MELCHISÉDECH, JUIF,
en racontant une nouvelle de trois anneaux, au grand Soudan nommé Salladin, évita le gros danger qui lui était apprêté par lui.
NOUVELLE III
Les trois anneauxPar laquelle l’Auteur, approuvant la foi chrétienne, montre combien une soudaine et ingénieuse réponse est profitable, quand l’on se trouve en quelque danger évident.
Après que la nouvelle de Mme Néiphile fut de tous trouvée bonne, elle se tut, et comme il plut à la reine, Mme Philomène commença à parler ainsi :
La nouvelle qu’a dite Néiphile me fait souvenir d’un douteux cas jadis advenu à un autre Juif. Et parce que déjà on a très bien parlé de Dieu et de la vérité de la foi, il ne sera pas malséant dorénavant de descendre aux actes et évènements des hommes ; par quoi je veux procéder à vous conter ce cas, lequel ouï, vous deviendrez par aventure plus aptes à répondre aux questions et aux demandes qui vous seront faites. Vous devez savoir, mes amoureuses compagnes, que, tout ainsi comme la sottise plusieurs fois fait tomber quelqu’un de grande autorité en très grande misère, le bon sens ni plus ni moins tire le sage hors de très grand danger et le met en grand et assuré repos. Et qu’il soit vrai que la sottise conduise l’homme de grande autorité à pauvreté et misère, il se voit par plusieurs exemples, lesquels il ne nous faut à présent travailler de réciter, considérant que tous les jours il s’en voit exemples manifestes. Mais que le bon sens soit occasion de grande consolation, je vous le montrerai en peu de paroles, comme je vous ai promis.

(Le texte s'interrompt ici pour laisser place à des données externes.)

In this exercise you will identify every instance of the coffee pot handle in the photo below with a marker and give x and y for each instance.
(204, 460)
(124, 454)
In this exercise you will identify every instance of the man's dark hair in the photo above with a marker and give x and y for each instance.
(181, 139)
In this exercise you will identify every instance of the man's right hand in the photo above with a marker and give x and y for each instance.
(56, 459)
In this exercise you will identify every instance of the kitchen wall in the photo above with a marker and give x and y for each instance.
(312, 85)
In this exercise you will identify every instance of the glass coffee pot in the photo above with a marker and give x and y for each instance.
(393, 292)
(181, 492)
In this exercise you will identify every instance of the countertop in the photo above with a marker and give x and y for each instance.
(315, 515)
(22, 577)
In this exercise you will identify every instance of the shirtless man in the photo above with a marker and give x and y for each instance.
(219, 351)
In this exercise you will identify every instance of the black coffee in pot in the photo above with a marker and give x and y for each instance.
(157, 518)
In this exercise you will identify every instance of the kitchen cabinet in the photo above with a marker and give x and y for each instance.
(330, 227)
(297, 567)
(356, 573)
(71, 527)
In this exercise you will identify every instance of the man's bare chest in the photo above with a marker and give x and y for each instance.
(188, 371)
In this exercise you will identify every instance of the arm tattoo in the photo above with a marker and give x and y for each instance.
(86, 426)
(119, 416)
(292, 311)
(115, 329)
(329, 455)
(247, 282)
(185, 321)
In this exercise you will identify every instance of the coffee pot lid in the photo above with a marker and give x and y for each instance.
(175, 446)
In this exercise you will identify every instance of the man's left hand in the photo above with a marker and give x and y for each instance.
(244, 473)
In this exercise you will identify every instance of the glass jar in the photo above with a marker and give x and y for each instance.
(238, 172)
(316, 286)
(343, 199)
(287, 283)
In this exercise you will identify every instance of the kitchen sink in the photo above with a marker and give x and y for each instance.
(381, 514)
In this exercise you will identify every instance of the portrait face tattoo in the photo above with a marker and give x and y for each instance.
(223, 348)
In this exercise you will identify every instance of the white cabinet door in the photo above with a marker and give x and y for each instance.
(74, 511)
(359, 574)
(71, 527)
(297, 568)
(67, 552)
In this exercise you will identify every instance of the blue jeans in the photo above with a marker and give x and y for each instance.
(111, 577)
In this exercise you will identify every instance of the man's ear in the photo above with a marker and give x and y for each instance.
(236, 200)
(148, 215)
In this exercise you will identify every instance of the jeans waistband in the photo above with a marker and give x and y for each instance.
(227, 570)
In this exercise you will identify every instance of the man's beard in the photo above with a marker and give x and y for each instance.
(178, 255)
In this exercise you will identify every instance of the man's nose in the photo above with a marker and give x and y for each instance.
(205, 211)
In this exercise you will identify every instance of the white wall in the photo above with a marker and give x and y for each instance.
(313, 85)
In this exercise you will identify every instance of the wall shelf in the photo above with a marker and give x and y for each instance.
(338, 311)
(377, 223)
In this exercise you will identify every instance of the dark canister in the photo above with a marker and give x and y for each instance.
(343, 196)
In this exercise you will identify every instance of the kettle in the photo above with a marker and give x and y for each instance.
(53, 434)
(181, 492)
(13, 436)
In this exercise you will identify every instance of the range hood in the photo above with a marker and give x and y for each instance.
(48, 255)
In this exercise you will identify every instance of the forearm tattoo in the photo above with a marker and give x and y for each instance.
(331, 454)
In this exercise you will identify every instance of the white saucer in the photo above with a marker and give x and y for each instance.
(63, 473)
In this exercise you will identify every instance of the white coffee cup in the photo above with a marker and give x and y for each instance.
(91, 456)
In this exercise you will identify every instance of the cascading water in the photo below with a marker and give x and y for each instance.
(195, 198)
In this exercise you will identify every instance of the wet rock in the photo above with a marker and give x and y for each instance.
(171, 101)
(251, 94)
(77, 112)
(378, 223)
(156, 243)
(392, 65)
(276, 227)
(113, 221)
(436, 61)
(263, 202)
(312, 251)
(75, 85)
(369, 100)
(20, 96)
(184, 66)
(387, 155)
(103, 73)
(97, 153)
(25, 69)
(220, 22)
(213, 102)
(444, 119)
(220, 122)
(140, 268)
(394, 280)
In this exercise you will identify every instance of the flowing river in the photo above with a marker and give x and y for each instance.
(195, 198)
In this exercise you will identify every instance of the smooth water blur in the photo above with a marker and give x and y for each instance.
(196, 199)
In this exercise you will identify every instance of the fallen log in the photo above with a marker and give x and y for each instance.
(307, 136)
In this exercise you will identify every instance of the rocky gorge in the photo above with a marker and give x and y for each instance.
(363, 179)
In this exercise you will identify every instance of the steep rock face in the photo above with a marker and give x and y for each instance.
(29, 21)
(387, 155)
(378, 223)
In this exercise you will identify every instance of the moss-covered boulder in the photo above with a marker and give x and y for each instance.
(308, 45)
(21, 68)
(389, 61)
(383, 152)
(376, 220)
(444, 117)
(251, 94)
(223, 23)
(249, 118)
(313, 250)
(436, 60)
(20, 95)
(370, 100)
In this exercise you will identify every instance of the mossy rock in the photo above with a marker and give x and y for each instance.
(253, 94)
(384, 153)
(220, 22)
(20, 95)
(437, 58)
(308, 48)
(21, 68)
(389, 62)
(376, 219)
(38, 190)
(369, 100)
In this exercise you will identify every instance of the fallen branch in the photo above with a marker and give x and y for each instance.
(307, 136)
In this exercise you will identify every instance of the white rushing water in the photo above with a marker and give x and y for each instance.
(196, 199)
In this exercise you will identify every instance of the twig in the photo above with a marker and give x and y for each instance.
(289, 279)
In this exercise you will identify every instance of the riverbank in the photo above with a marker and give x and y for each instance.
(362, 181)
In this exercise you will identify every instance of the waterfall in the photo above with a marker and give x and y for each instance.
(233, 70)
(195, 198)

Salladin fut un si grand et vaillant homme que, non seulement sa valeur le fit sultan de Babylone, mais encore lui fit avoir plusieurs victoires sur les rois sarrasins et chrétiens, lequel ayant, en diverses guerres et en autres siennes magnificences très grandes, dépensé tout son trésor, et pour un accident qui lui était survenu ayant besoin d’une bonne grosse somme de deniers, ne voyant d’où il les pût avoir si promptement comme il en avait besoin, se va souvenir d’un riche Juif nommé Melchisédech, qui prêtait à usure en la ville d’Alexandrie. Et pensa bien que celui-ci avait de quoi le pouvoir subvenir s’il le voulait faire, mais il le connaissait si chiche que jamais de son bon gré il ne le ferait ; et toutefois le sultan ne lui voulait faire force. À la fin, contraint de la nécessité, et s’étant mis en l’entendement de trouver façon qu’il lui en prêtât, s’avisa de lui faire une contrainte colorée de quelque raison, et l’ayant un jour envoyé quérir et familièrement reçu en sa maison, le fit asseoir auprès de lui, puis lui dit : « Prude homme, j’ai entendu de plusieurs personnes que tu es un très sage homme, et que des choses de Dieu tu es fort savant : par quoi je saurais volontiers de toi laquelle des trois lois te semble la plus véritable, ou la judaïque, ou la sarrasine, ou la chrétienne. »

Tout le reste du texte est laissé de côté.